Takeaways from the Metaculus AI Progress Tournament
In 2019, Open Philanthropy commissioned a set of forecasts on AI progress from Metaculus.[1] The forecasting questions had time horizons between 6 months and >6 years. As of June 2023,[2] 69 of the 111 questions had been resolved unambiguously. In this post, I analyze the accuracy of these forecasts as a function of question (sub)category, crowd size, and forecasting horizon.
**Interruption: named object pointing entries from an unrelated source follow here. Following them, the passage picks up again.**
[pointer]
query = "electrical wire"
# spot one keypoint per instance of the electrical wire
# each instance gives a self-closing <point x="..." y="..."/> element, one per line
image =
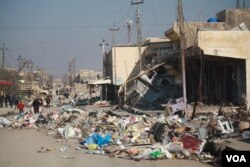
<point x="72" y="32"/>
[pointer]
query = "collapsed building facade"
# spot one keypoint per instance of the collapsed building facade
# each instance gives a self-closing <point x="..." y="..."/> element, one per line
<point x="217" y="64"/>
<point x="217" y="58"/>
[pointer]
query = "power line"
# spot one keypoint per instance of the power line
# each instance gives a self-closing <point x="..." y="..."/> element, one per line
<point x="71" y="33"/>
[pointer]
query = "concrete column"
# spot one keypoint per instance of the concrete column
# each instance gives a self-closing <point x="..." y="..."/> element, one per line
<point x="248" y="81"/>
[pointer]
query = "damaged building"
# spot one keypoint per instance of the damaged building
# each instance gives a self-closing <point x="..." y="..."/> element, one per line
<point x="217" y="58"/>
<point x="217" y="64"/>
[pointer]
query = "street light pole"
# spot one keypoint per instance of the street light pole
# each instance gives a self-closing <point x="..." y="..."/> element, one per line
<point x="103" y="44"/>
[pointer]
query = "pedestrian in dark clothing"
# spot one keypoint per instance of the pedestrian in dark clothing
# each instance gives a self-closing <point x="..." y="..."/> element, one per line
<point x="16" y="103"/>
<point x="36" y="104"/>
<point x="20" y="106"/>
<point x="11" y="102"/>
<point x="48" y="100"/>
<point x="1" y="100"/>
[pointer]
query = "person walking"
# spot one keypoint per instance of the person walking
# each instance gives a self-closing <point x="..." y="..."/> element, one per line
<point x="36" y="105"/>
<point x="48" y="100"/>
<point x="20" y="107"/>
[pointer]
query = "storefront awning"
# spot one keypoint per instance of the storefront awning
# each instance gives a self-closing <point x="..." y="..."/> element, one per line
<point x="4" y="83"/>
<point x="101" y="82"/>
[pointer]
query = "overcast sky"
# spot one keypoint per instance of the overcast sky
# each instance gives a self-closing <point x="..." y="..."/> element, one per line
<point x="53" y="32"/>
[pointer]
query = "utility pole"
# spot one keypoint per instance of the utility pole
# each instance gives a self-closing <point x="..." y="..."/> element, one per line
<point x="103" y="44"/>
<point x="19" y="59"/>
<point x="114" y="29"/>
<point x="70" y="73"/>
<point x="139" y="34"/>
<point x="183" y="47"/>
<point x="128" y="25"/>
<point x="241" y="4"/>
<point x="3" y="55"/>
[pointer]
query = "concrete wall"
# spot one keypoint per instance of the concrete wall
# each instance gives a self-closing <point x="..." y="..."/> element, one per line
<point x="233" y="44"/>
<point x="125" y="63"/>
<point x="234" y="17"/>
<point x="190" y="29"/>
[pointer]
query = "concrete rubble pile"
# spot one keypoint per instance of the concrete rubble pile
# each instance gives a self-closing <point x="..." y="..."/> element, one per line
<point x="138" y="136"/>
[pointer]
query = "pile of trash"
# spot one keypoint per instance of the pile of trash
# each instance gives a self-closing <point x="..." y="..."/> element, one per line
<point x="137" y="136"/>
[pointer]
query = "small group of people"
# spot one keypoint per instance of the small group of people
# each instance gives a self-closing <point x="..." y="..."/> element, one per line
<point x="8" y="100"/>
<point x="37" y="102"/>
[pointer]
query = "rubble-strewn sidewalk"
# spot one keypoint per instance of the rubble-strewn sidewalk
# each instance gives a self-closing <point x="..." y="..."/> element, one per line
<point x="135" y="135"/>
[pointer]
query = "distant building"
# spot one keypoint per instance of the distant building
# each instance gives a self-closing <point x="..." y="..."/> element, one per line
<point x="217" y="57"/>
<point x="89" y="75"/>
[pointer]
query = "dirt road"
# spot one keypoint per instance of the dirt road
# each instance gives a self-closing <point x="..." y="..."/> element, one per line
<point x="19" y="149"/>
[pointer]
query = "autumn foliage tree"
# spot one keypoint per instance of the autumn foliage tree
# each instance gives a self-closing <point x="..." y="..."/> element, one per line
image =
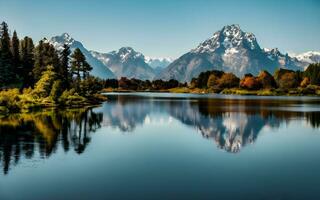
<point x="250" y="82"/>
<point x="228" y="80"/>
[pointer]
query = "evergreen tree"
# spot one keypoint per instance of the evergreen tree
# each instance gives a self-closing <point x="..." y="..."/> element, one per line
<point x="6" y="66"/>
<point x="45" y="55"/>
<point x="38" y="61"/>
<point x="79" y="65"/>
<point x="27" y="61"/>
<point x="15" y="53"/>
<point x="64" y="66"/>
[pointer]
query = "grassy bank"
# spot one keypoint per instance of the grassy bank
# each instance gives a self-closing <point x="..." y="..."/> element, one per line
<point x="14" y="101"/>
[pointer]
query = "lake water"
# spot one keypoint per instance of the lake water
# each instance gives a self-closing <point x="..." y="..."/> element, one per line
<point x="165" y="146"/>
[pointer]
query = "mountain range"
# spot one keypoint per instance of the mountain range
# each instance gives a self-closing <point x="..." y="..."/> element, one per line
<point x="230" y="49"/>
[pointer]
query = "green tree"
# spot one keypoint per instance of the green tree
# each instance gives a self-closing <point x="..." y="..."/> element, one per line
<point x="79" y="65"/>
<point x="6" y="66"/>
<point x="313" y="73"/>
<point x="38" y="61"/>
<point x="64" y="66"/>
<point x="45" y="55"/>
<point x="27" y="61"/>
<point x="228" y="80"/>
<point x="15" y="53"/>
<point x="43" y="87"/>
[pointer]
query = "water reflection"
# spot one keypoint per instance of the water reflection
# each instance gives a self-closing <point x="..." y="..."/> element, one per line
<point x="230" y="123"/>
<point x="43" y="132"/>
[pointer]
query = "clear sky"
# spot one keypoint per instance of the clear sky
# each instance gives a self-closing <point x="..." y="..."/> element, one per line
<point x="166" y="28"/>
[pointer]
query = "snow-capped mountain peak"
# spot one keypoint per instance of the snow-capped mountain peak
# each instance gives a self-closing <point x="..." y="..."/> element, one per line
<point x="232" y="50"/>
<point x="126" y="62"/>
<point x="99" y="69"/>
<point x="229" y="37"/>
<point x="309" y="57"/>
<point x="59" y="41"/>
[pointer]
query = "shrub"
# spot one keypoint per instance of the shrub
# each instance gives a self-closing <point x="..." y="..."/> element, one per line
<point x="70" y="97"/>
<point x="288" y="80"/>
<point x="56" y="90"/>
<point x="266" y="79"/>
<point x="43" y="86"/>
<point x="228" y="80"/>
<point x="313" y="73"/>
<point x="305" y="82"/>
<point x="212" y="81"/>
<point x="10" y="99"/>
<point x="250" y="83"/>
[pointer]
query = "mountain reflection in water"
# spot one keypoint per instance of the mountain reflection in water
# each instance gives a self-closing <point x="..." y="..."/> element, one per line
<point x="230" y="123"/>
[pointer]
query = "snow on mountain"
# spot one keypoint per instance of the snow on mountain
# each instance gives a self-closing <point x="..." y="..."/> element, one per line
<point x="99" y="69"/>
<point x="158" y="64"/>
<point x="126" y="62"/>
<point x="309" y="57"/>
<point x="230" y="50"/>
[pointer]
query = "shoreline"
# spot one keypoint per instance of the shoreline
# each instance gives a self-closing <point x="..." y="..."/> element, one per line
<point x="231" y="91"/>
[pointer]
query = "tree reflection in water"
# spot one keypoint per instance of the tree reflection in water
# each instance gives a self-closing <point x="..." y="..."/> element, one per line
<point x="230" y="123"/>
<point x="23" y="134"/>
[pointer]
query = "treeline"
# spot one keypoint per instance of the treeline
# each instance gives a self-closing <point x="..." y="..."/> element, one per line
<point x="41" y="74"/>
<point x="136" y="84"/>
<point x="283" y="80"/>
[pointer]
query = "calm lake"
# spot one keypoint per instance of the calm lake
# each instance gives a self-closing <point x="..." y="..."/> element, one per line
<point x="165" y="146"/>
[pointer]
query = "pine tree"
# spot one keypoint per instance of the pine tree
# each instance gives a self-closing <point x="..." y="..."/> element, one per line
<point x="79" y="65"/>
<point x="64" y="66"/>
<point x="45" y="55"/>
<point x="15" y="53"/>
<point x="38" y="61"/>
<point x="27" y="61"/>
<point x="6" y="67"/>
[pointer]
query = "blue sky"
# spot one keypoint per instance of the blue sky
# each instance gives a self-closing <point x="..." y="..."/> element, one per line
<point x="166" y="28"/>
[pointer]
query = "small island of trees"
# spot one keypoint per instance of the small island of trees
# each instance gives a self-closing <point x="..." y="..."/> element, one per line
<point x="40" y="76"/>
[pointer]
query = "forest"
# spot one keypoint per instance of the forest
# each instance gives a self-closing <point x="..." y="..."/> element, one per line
<point x="38" y="75"/>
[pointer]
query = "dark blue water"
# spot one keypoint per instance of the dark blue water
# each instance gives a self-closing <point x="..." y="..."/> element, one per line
<point x="165" y="146"/>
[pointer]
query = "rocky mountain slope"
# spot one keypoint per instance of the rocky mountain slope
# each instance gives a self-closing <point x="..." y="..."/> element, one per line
<point x="230" y="50"/>
<point x="99" y="69"/>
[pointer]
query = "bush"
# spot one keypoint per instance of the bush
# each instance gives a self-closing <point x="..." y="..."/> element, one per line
<point x="43" y="86"/>
<point x="305" y="82"/>
<point x="56" y="90"/>
<point x="228" y="80"/>
<point x="213" y="81"/>
<point x="70" y="97"/>
<point x="266" y="80"/>
<point x="250" y="83"/>
<point x="288" y="80"/>
<point x="10" y="99"/>
<point x="313" y="73"/>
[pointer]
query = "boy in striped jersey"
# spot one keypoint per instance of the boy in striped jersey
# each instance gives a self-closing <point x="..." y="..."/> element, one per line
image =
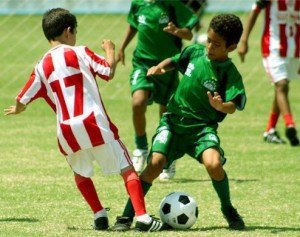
<point x="66" y="78"/>
<point x="280" y="46"/>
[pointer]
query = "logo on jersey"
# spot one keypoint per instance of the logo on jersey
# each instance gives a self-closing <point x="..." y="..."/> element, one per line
<point x="164" y="19"/>
<point x="213" y="137"/>
<point x="190" y="68"/>
<point x="135" y="76"/>
<point x="142" y="20"/>
<point x="211" y="85"/>
<point x="161" y="137"/>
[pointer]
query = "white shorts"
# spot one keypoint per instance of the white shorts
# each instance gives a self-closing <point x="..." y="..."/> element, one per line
<point x="282" y="68"/>
<point x="111" y="157"/>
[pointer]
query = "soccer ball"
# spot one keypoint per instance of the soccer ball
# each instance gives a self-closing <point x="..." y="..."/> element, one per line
<point x="179" y="210"/>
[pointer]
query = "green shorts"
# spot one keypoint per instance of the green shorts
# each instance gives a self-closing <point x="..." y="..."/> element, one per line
<point x="175" y="145"/>
<point x="160" y="86"/>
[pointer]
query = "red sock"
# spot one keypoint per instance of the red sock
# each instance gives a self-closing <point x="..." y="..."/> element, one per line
<point x="272" y="121"/>
<point x="88" y="191"/>
<point x="289" y="121"/>
<point x="135" y="191"/>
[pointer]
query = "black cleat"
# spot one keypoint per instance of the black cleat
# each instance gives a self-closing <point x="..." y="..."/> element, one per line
<point x="235" y="221"/>
<point x="101" y="223"/>
<point x="291" y="134"/>
<point x="123" y="223"/>
<point x="273" y="136"/>
<point x="154" y="225"/>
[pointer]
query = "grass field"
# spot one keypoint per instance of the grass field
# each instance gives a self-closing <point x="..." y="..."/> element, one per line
<point x="38" y="196"/>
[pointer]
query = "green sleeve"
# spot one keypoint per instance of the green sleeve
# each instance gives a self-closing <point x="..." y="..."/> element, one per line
<point x="131" y="19"/>
<point x="261" y="4"/>
<point x="185" y="17"/>
<point x="235" y="90"/>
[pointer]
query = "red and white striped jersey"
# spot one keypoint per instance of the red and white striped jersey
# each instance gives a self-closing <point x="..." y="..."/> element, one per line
<point x="281" y="34"/>
<point x="65" y="78"/>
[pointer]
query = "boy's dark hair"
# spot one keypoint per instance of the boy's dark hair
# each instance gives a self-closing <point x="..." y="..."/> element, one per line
<point x="56" y="20"/>
<point x="228" y="26"/>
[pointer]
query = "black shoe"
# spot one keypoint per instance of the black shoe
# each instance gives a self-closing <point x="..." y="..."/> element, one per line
<point x="123" y="223"/>
<point x="235" y="221"/>
<point x="154" y="225"/>
<point x="272" y="136"/>
<point x="101" y="223"/>
<point x="291" y="134"/>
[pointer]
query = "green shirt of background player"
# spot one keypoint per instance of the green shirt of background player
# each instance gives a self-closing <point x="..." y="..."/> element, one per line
<point x="210" y="89"/>
<point x="161" y="26"/>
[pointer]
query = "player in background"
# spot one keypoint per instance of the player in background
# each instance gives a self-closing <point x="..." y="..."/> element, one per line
<point x="210" y="89"/>
<point x="65" y="78"/>
<point x="198" y="7"/>
<point x="160" y="27"/>
<point x="280" y="46"/>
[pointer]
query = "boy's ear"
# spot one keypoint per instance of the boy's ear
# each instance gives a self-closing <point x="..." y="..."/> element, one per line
<point x="232" y="47"/>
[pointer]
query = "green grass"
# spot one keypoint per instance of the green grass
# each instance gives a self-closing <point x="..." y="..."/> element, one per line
<point x="38" y="196"/>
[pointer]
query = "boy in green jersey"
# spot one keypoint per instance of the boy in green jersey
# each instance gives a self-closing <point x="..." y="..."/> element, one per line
<point x="160" y="27"/>
<point x="210" y="89"/>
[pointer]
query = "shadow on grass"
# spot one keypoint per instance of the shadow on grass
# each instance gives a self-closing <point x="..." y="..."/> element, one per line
<point x="183" y="180"/>
<point x="14" y="219"/>
<point x="272" y="229"/>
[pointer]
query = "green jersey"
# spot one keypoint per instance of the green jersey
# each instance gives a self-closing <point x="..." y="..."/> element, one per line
<point x="190" y="103"/>
<point x="149" y="17"/>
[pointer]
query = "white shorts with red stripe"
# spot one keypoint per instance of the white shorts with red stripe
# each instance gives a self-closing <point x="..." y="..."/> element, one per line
<point x="111" y="157"/>
<point x="282" y="68"/>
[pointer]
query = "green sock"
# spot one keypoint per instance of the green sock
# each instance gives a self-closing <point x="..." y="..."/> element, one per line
<point x="129" y="211"/>
<point x="141" y="142"/>
<point x="222" y="189"/>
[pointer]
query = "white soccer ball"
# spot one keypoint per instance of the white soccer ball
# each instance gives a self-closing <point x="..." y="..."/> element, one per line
<point x="179" y="210"/>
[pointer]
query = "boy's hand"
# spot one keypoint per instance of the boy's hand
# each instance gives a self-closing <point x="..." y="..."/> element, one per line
<point x="155" y="71"/>
<point x="215" y="100"/>
<point x="171" y="28"/>
<point x="107" y="45"/>
<point x="121" y="57"/>
<point x="15" y="109"/>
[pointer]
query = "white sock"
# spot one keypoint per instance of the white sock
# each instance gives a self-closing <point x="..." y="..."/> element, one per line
<point x="144" y="218"/>
<point x="101" y="213"/>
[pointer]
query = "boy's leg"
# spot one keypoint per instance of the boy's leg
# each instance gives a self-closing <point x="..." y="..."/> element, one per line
<point x="139" y="107"/>
<point x="282" y="90"/>
<point x="152" y="170"/>
<point x="88" y="191"/>
<point x="212" y="162"/>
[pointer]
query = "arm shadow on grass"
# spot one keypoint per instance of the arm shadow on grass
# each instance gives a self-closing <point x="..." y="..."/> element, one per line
<point x="14" y="219"/>
<point x="272" y="229"/>
<point x="183" y="180"/>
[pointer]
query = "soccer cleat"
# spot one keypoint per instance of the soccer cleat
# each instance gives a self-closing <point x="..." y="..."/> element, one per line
<point x="291" y="134"/>
<point x="272" y="136"/>
<point x="101" y="223"/>
<point x="154" y="225"/>
<point x="123" y="223"/>
<point x="169" y="173"/>
<point x="139" y="158"/>
<point x="235" y="221"/>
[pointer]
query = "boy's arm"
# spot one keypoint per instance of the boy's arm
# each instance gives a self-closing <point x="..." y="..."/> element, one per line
<point x="18" y="108"/>
<point x="161" y="68"/>
<point x="131" y="32"/>
<point x="216" y="102"/>
<point x="183" y="33"/>
<point x="243" y="47"/>
<point x="109" y="48"/>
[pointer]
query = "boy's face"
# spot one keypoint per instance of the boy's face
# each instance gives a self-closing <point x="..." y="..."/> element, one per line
<point x="216" y="46"/>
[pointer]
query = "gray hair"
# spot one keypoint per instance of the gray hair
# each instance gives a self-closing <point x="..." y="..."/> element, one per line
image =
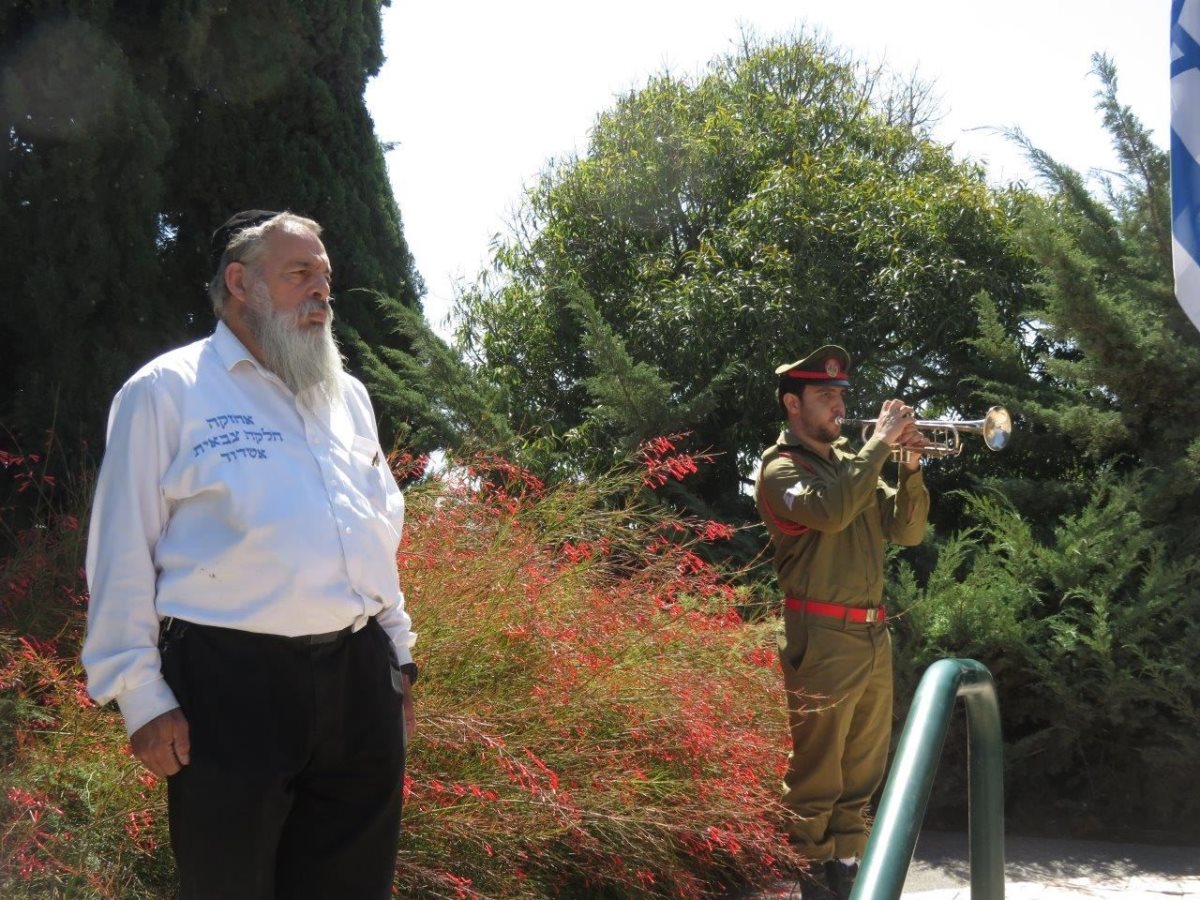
<point x="247" y="247"/>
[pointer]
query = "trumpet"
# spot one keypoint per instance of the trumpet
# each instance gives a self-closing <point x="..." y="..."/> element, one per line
<point x="942" y="435"/>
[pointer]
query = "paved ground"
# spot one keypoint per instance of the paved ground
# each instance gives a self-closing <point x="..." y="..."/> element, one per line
<point x="1047" y="869"/>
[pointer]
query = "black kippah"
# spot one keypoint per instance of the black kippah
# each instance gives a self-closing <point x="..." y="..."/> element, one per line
<point x="237" y="222"/>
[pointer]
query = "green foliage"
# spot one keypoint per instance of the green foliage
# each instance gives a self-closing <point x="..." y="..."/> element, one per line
<point x="571" y="738"/>
<point x="719" y="226"/>
<point x="1078" y="583"/>
<point x="1116" y="372"/>
<point x="1092" y="637"/>
<point x="136" y="130"/>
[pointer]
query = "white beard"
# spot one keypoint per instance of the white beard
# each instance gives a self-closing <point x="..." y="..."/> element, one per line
<point x="304" y="357"/>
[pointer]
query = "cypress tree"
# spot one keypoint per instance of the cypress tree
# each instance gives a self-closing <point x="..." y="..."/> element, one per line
<point x="135" y="130"/>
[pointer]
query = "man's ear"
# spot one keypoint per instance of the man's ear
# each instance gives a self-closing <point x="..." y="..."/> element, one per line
<point x="235" y="281"/>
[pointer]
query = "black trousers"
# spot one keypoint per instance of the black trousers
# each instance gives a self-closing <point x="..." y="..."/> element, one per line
<point x="297" y="771"/>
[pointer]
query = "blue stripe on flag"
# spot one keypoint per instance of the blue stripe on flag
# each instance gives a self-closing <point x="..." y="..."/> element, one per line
<point x="1185" y="167"/>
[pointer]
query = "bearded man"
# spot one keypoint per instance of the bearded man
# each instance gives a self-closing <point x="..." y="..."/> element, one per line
<point x="245" y="607"/>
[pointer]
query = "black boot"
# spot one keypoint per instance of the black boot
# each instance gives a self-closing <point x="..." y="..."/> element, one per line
<point x="815" y="885"/>
<point x="840" y="876"/>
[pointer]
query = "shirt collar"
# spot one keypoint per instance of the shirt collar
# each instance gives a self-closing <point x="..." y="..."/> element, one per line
<point x="232" y="351"/>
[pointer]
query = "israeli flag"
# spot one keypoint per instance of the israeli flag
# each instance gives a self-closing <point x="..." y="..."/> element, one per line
<point x="1186" y="154"/>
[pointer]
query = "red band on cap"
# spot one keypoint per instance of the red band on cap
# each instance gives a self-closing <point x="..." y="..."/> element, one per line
<point x="817" y="376"/>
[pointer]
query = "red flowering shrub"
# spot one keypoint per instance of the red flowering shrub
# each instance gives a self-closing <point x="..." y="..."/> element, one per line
<point x="593" y="717"/>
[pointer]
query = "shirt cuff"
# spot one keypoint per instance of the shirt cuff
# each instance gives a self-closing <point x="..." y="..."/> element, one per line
<point x="145" y="702"/>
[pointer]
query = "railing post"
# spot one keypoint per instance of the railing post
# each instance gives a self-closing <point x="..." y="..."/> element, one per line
<point x="903" y="808"/>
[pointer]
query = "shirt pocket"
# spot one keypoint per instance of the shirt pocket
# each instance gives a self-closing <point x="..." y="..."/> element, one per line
<point x="378" y="483"/>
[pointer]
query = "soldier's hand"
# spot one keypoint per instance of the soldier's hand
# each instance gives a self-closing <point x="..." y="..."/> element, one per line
<point x="895" y="418"/>
<point x="162" y="743"/>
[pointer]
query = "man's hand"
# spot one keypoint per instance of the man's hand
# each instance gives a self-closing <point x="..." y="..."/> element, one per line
<point x="409" y="709"/>
<point x="895" y="418"/>
<point x="162" y="743"/>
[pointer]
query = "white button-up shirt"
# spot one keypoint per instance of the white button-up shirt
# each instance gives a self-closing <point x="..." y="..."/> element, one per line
<point x="225" y="501"/>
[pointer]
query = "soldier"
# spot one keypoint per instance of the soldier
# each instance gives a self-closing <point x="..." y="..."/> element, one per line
<point x="828" y="513"/>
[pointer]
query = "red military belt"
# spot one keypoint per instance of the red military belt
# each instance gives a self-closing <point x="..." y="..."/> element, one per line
<point x="837" y="611"/>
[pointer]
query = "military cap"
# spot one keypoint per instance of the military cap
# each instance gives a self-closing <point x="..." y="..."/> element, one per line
<point x="235" y="223"/>
<point x="828" y="366"/>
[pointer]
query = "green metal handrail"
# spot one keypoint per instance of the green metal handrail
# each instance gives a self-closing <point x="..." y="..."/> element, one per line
<point x="903" y="808"/>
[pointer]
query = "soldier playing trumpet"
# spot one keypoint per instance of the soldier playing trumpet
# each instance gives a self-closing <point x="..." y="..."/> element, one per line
<point x="828" y="513"/>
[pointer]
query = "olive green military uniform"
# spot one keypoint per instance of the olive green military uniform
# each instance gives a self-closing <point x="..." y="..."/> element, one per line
<point x="828" y="520"/>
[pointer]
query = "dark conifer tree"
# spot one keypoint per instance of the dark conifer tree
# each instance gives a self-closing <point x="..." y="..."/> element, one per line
<point x="133" y="131"/>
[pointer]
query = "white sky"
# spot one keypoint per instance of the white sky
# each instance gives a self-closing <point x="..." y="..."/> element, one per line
<point x="479" y="95"/>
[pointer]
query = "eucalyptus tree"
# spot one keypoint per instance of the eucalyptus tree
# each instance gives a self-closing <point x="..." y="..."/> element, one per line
<point x="721" y="225"/>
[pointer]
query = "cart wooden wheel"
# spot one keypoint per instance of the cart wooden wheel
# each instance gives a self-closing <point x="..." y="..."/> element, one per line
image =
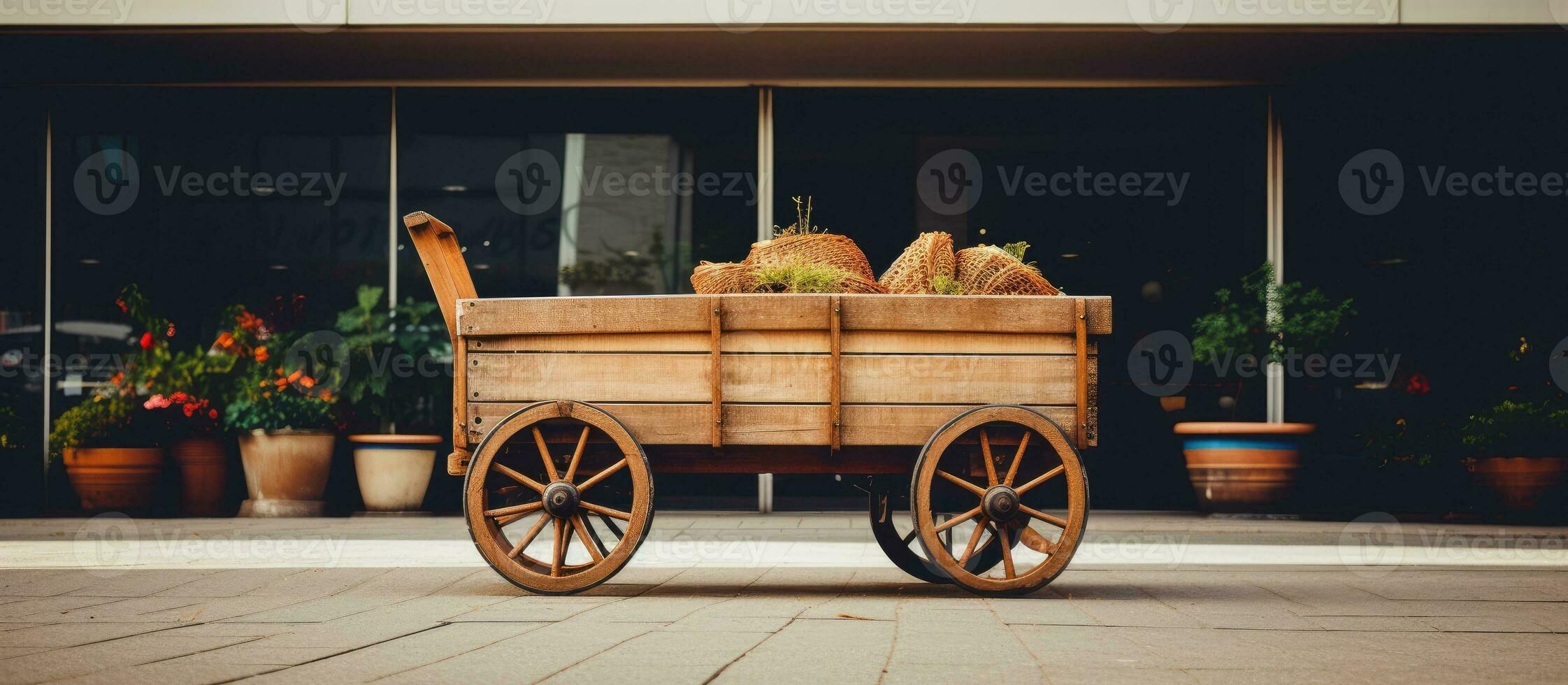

Unless otherwise indicated, my analyses are about Metaculus’ proprietary aggregate forecast (“the Metaculus prediction”) evaluated at the time the question closed.
Related work
Feel free to skip to the next section if you’re already familiar with these analyses.
This analysis published 2 years ago (July 2021) looked at 64 resolved AI questions and concluded there was weak but ultimately inconclusive evidence of bias towards faster progress.
A more recent analysis from March 2023 found that Metaculus had a worse Brier score on (some) AI questions than on average across all questions and presented a few behavioral correlates of accuracy within AI questions, e.g. accuracy was poorer on questions with more updates and when those updates were less informative in a certain technical sense (see post for details).
Metaculus responded to the previous post with a more comprehensive analysis that included all resolved AI questions (152 in total, 64 of which were binary and 88 continuous). They show that performance is significantly better than chance for both question types and marginally better than was claimed in the previous analysis (which relied on a smaller sample of questions), though still worse than the average for all questions on the site.
The analysis I present below has some overlaps with those three but it fills an important gap by studying whether there’s systematic over- or under-optimism in Metaculus’s AI progress predictions using data from a fairly recent tournament that had monetary incentives and thus (presumably) should’ve resulted in more careful forecasts.
Key takeaways
NB: These results haven’t been thoroughly vetted by anyone else. The conclusions I draw represent my views, not Open Phil’s.
Progress on benchmarks was underestimated, while progress on other proxies (compute, bibliometric indicators, and, to a lesser extent, economic indicators) was overestimated. [more]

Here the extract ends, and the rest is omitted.